Feat: Implement Full-Rank VI #720

gil2rok · 2024-08-14T21:08:02Z

Implement variational inference (VI) with full-rank Gaussian approximation

While mean-field VI learns a Gaussian approximation $N(\mu, \sigma I)$ with diagonal covariance $\sigma I$, full-rank VI learns a Gaussian approximation $N(\mu, \Sigma)$ with full-rank covariance $\Sigma$.

We use the Cholesky decomposition $\Sigma = C C^T$ parameterized by the log standard deviation $\rho$ and lower triangle matrix $L$ such that $C = \exp(\rho) + L$. This (1) ensures $\Sigma$ remains symmetric and positive-definite during optimization ¹ and (2) admits better sampling and log density computation (with improved time complexity, space complexity, and numerical stability)². Thus the full-rank Gaussian is parameterized by $(\mu, \rho, L)$.

To-Do:

Support arbitrary PyTrees instead of just arrays
Decide on format for lower triangular matrix $L$ ($n$-length flattened array vs dense $2D$ array for $n = d(d+1)/2$)
Confirm initialization strategy from standard normal
Write tests (current test fails)

Automatic Differentiation Variational Inference Section 2.4 ↩
Lecture notes ↩

gil2rok · 2024-08-14T21:12:01Z

@junpenglao I am trying to better grok JAX's PyTrees. I would love specific feedback on how to support PyTrees instead of just JAX arrays in my code. I believe this mostly affects my init(), _sample(), and generate_fullrank_logdensity() functions.

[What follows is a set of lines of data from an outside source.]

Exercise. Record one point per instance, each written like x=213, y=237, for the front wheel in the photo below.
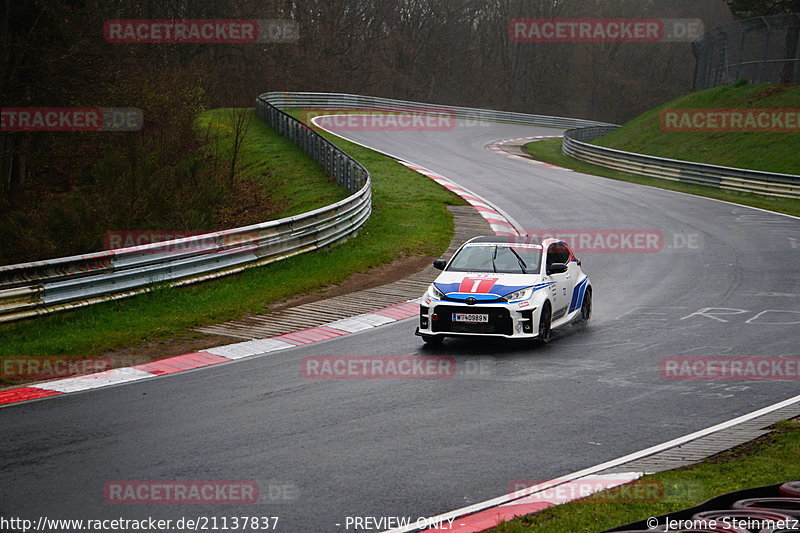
x=586, y=307
x=544, y=324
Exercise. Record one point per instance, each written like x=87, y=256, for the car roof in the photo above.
x=504, y=239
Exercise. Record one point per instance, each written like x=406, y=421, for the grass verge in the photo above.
x=409, y=219
x=768, y=460
x=549, y=151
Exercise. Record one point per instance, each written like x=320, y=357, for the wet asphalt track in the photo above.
x=421, y=447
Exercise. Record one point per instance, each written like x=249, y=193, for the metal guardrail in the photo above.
x=40, y=287
x=577, y=144
x=287, y=100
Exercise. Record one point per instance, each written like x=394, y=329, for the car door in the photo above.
x=563, y=283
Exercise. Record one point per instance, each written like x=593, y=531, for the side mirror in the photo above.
x=556, y=268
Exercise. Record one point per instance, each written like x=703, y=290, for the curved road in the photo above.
x=330, y=449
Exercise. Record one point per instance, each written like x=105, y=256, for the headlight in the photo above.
x=433, y=292
x=523, y=294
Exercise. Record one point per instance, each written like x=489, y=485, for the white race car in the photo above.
x=505, y=287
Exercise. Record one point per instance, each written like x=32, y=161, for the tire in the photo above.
x=432, y=340
x=586, y=307
x=545, y=319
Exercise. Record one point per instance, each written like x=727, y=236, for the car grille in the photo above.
x=499, y=320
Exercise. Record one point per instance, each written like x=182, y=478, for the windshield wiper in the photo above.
x=522, y=265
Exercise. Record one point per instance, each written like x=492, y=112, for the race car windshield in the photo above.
x=497, y=258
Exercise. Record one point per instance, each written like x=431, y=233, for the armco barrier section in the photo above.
x=577, y=144
x=39, y=287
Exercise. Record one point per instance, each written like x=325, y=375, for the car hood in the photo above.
x=483, y=286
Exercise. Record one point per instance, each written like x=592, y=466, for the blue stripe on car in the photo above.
x=577, y=294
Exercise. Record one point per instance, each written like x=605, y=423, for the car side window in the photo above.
x=552, y=254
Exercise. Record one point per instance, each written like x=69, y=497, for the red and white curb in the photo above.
x=500, y=223
x=498, y=148
x=211, y=356
x=538, y=501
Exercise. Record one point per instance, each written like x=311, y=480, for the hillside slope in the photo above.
x=770, y=151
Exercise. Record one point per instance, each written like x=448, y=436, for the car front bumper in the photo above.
x=509, y=320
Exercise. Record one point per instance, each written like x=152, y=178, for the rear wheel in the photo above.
x=432, y=340
x=586, y=307
x=544, y=324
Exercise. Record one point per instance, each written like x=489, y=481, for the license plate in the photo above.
x=470, y=318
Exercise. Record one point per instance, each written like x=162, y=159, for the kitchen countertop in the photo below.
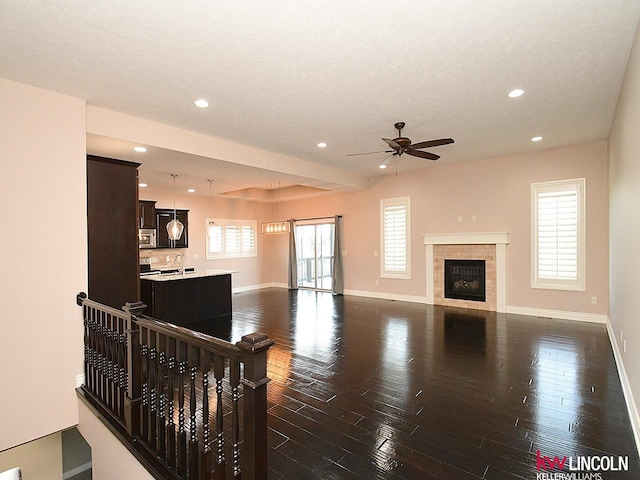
x=165, y=277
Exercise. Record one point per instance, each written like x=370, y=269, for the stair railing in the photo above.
x=194, y=403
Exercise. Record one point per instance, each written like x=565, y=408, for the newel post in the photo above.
x=254, y=455
x=134, y=396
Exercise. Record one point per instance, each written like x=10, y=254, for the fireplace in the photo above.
x=465, y=280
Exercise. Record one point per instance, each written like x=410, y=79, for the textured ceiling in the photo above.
x=283, y=76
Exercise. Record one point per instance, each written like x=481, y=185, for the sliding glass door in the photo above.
x=314, y=245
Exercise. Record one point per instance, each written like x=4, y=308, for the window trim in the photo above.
x=227, y=222
x=577, y=284
x=395, y=202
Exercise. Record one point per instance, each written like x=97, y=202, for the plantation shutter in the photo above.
x=395, y=238
x=395, y=261
x=248, y=238
x=233, y=239
x=558, y=235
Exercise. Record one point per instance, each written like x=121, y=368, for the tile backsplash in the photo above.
x=160, y=257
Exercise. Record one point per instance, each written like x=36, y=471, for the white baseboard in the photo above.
x=561, y=314
x=75, y=471
x=626, y=386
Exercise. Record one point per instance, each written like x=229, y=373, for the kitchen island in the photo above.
x=189, y=299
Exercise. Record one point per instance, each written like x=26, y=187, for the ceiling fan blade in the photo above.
x=392, y=143
x=427, y=155
x=368, y=153
x=432, y=143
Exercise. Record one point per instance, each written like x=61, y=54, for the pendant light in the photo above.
x=279, y=226
x=174, y=227
x=211, y=226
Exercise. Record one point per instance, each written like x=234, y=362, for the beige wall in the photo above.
x=40, y=459
x=497, y=192
x=44, y=196
x=624, y=204
x=110, y=459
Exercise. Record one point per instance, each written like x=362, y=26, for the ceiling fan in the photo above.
x=402, y=145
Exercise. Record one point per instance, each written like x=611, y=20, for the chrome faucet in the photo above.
x=181, y=263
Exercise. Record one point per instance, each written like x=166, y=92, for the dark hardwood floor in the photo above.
x=377, y=389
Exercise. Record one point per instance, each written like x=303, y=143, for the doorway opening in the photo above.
x=314, y=245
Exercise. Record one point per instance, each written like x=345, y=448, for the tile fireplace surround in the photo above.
x=488, y=246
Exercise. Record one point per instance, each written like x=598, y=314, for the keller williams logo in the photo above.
x=546, y=463
x=585, y=464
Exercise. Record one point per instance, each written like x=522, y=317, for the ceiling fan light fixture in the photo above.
x=385, y=162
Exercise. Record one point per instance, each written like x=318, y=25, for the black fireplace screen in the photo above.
x=465, y=280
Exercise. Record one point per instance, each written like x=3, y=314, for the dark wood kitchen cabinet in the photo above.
x=187, y=301
x=163, y=217
x=147, y=214
x=112, y=231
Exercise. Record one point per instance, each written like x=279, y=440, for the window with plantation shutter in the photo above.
x=558, y=234
x=231, y=239
x=395, y=258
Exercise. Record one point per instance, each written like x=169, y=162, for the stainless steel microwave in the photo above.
x=147, y=238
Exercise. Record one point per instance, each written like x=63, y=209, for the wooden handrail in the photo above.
x=153, y=380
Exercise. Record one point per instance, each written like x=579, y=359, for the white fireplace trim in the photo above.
x=499, y=239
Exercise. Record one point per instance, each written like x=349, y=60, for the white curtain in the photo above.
x=338, y=276
x=293, y=257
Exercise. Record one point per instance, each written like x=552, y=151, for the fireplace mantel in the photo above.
x=499, y=239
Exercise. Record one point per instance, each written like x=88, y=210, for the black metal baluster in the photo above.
x=205, y=366
x=171, y=428
x=145, y=385
x=193, y=419
x=162, y=396
x=181, y=355
x=153, y=390
x=234, y=380
x=218, y=373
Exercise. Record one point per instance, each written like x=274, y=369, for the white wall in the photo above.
x=624, y=233
x=110, y=459
x=44, y=261
x=40, y=459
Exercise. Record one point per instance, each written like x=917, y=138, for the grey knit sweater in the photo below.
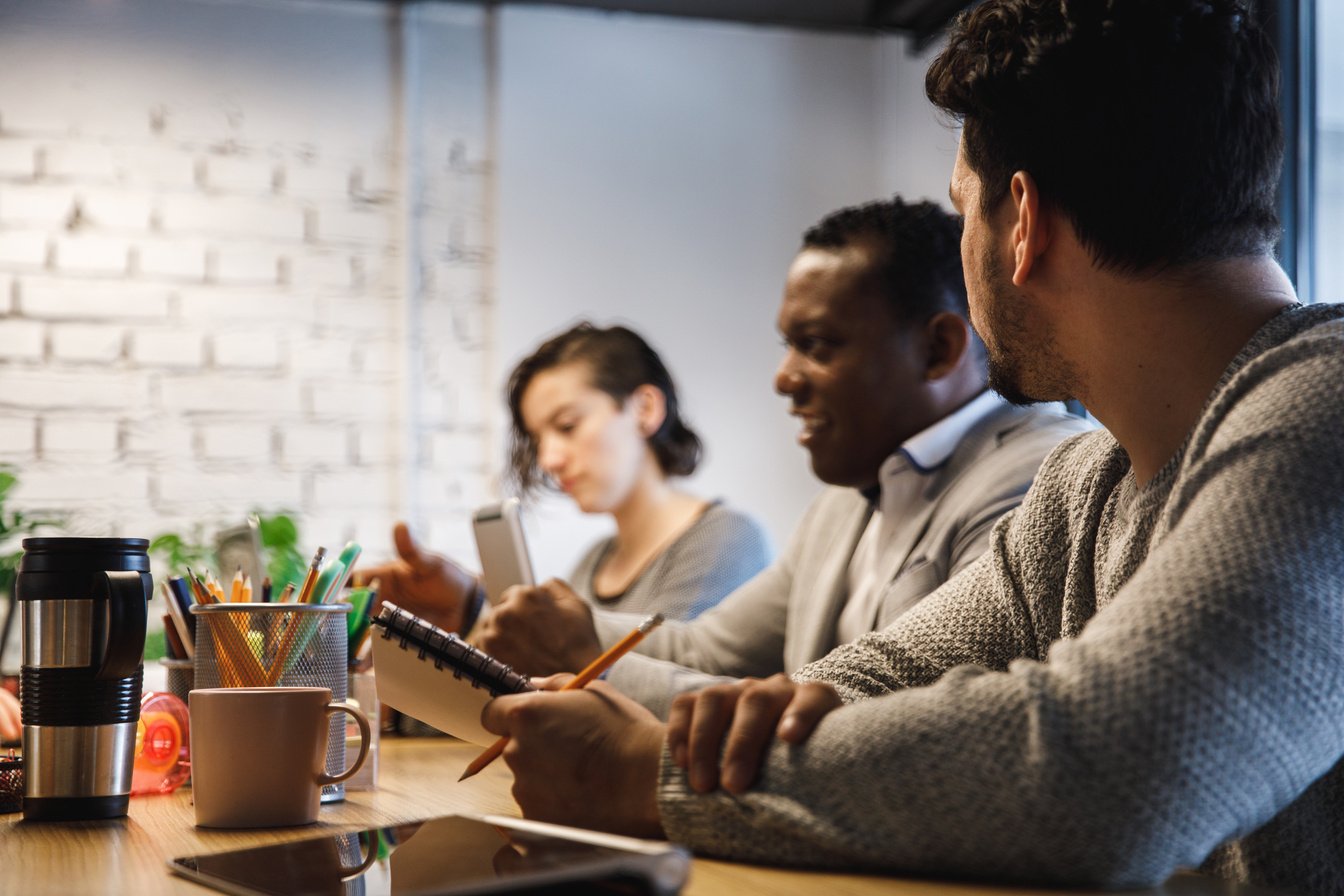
x=1132, y=681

For example, consider my sampling implementation vs that in meanfield_vi.py:

def _sample(rng_key, mu, rho, L, num_samples):
    cholesky = jnp.tril(L, k=-1) + jnp.diag(jnp.exp(L))
    eps = jax.random.normal(rng_key, (num_samples,) + mu.shape)
    return mu + eps @ cholesky.T

def _sample(rng_key, mu, rho, num_samples):
    sigma = jax.tree.map(jnp.exp, rho)
    mu_flatten, unravel_fn = jax.flatten_util.ravel_pytree(mu)
    sigma_flat, _ = jax.flatten_util.ravel_pytree(sigma)
    flatten_sample = (
        jax.random.normal(rng_key, (num_samples,) + mu_flatten.shape) * sigma_flat
        + mu_flatten
    )
    return jax.vmap(unravel_fn)(flatten_sample)

How + why would I change my code? Any resource recommendations would be greatly appreciated.

junpenglao

PyTree with covariate matrix is a headache to deal with. I suggest you take a look at how pathfinder deal with it internally: basically all the state parameter is represented as flatten array, and you only unflatten at the end. Considering what you have right now already assume everything is a flatten array, you just need to add the flatten and unflatten part.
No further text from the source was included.